Shares were up 3.4% to $9.62 in early Friday trading following the company's fourth-quarter earnings report.
For the fourth quarter, the Waterloo, Ontario-based company earned an adjusted 4 cents a share, up from a loss of 8 cents in the fourth quarter of 2014. BlackBerry had $660 million in revenue and shipped 1.6 million smartphones. Analysts were expecting BlackBerry to lose 4 cents a share on $793.69 million in revenue.
Here are the three key takeaways from BlackBerry's fourth-quarter report.
1. Is BlackBerry's Financial House in Order?
After posting two quarters in a row of positive cash flow and earnings, BlackBerry certainly seems to be turning things around.

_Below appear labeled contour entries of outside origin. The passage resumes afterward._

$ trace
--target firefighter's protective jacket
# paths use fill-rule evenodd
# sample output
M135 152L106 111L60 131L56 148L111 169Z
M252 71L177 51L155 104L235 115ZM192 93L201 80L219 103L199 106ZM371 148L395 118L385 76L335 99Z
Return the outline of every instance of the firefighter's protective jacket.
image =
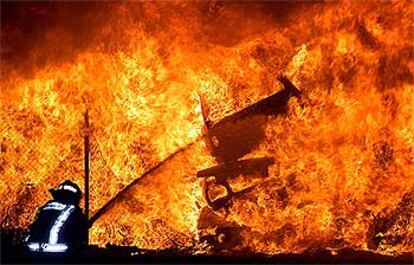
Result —
M27 246L36 252L78 252L86 245L87 221L78 205L51 200L29 227Z

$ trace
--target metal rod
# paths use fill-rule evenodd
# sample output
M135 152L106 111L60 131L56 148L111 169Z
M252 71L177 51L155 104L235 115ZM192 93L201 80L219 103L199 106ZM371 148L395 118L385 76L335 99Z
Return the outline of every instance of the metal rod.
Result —
M83 138L83 143L85 147L85 159L84 159L84 170L85 170L85 216L86 220L89 222L89 116L88 110L86 110L84 115L85 121L85 134ZM89 225L86 230L86 245L89 245Z

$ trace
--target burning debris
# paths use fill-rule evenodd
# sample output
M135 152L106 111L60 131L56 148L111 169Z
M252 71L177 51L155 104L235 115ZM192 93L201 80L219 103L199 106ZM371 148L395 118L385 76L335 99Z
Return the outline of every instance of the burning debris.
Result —
M88 110L91 244L413 252L412 3L3 6L2 229L85 190Z

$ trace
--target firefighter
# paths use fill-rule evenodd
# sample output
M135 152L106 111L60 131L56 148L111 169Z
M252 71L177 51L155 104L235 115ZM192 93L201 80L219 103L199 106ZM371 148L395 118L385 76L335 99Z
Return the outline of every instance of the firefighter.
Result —
M70 180L50 189L53 200L38 210L26 239L36 253L80 253L86 247L88 224L79 207L82 191Z

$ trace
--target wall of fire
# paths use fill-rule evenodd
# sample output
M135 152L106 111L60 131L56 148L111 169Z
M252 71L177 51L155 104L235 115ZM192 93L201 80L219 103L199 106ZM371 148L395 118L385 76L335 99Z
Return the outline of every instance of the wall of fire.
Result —
M242 228L236 247L414 250L409 1L2 7L2 229L27 227L48 188L83 183L88 109L92 213L182 149L95 223L92 243L207 249L196 173L216 161L201 105L218 121L284 74L303 97L247 155L273 157L277 181L222 215Z

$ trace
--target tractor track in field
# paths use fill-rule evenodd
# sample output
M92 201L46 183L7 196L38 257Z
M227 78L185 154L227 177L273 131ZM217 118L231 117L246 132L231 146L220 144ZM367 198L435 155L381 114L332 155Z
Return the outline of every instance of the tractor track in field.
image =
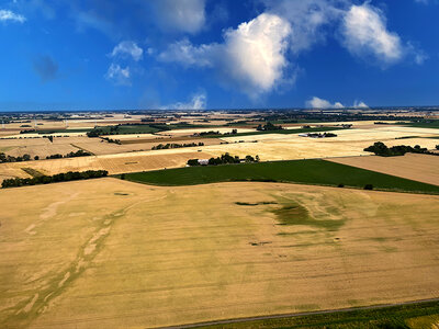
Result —
M161 328L161 329L201 328L201 327L210 327L210 326L244 324L244 322L251 322L251 321L259 321L259 320L299 318L299 317L305 317L305 316L317 316L317 315L326 315L326 314L342 314L342 313L357 311L357 310L383 309L383 308L408 306L408 305L416 305L416 304L430 303L430 302L439 302L439 297L438 298L419 299L419 300L401 302L401 303L392 303L392 304L361 306L361 307L348 307L348 308L339 308L339 309L325 309L325 310L315 310L315 311L302 311L302 313L290 313L290 314L278 314L278 315L268 315L268 316L245 317L245 318L236 318L236 319L225 319L225 320L216 320L216 321L204 321L204 322L195 322L195 324L169 326L169 327L158 327L158 328Z

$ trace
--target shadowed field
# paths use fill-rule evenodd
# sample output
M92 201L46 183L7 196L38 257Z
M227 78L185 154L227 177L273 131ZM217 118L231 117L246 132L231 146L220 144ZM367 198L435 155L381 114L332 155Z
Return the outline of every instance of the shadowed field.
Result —
M438 201L249 182L2 190L0 322L145 328L437 297Z

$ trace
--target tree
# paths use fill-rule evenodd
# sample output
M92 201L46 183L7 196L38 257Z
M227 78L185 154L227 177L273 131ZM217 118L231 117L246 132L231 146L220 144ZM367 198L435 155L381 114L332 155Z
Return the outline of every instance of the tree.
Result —
M199 166L199 159L190 159L188 160L188 166Z
M251 157L251 156L247 156L246 157L246 163L251 163L251 162L255 162L255 158Z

During today's conference call, BlackBerry CEO John Chen said that "the financial house is in order" and the company's "financial viability is no longer in question."
"We are a little ahead of our turnaround milestone," he said. "We're only halfway through; now the focus is [on] stabilizing revenue."
That is one crucial focus. This quarter marked BlackBerry's lowest quarterly revenue in eight years. Granted, the company was hit by currency fluctuations which accounted for a loss of $12 million in revenue in the quarter. But BlackBerry still has a long way to go.
2. Hardware Continues to Be a Challenge
BlackBerry is still struggling when it comes to its devices as it goes up against behemoths like Apple (AAPL) - Get Report, Samsung (SSNLF) Google (GOOG) - Get Report (GOOGL) - Get Report. Nonetheless, it isn't giving up and continues to release new devices such as the Passport, the Classic and the upcoming Leap.
However, hardware still accounted for 42% of Blackberry's fourth-quarter revenue. The company sold about 1.6 million smartphones.
"We are seeing traction in devices," Chen said. "Our product roadmap is quite well received by carriers."
3. Software Is the Future
For software alone, BlackBerry reported revenue of $67 million, a 20% increase year over year. Software contributed 10% of the company's overall quarterly revenue, while services accounted for 47%.
The company is also working to monetize BBM, its messaging service, as well as its "Internet of Things" efforts to create a connected web of devices in the office and in homes.
"Our software business had a particularly strong quarter," Chen said. "We can sustain the software momentum, but we do have to make investments."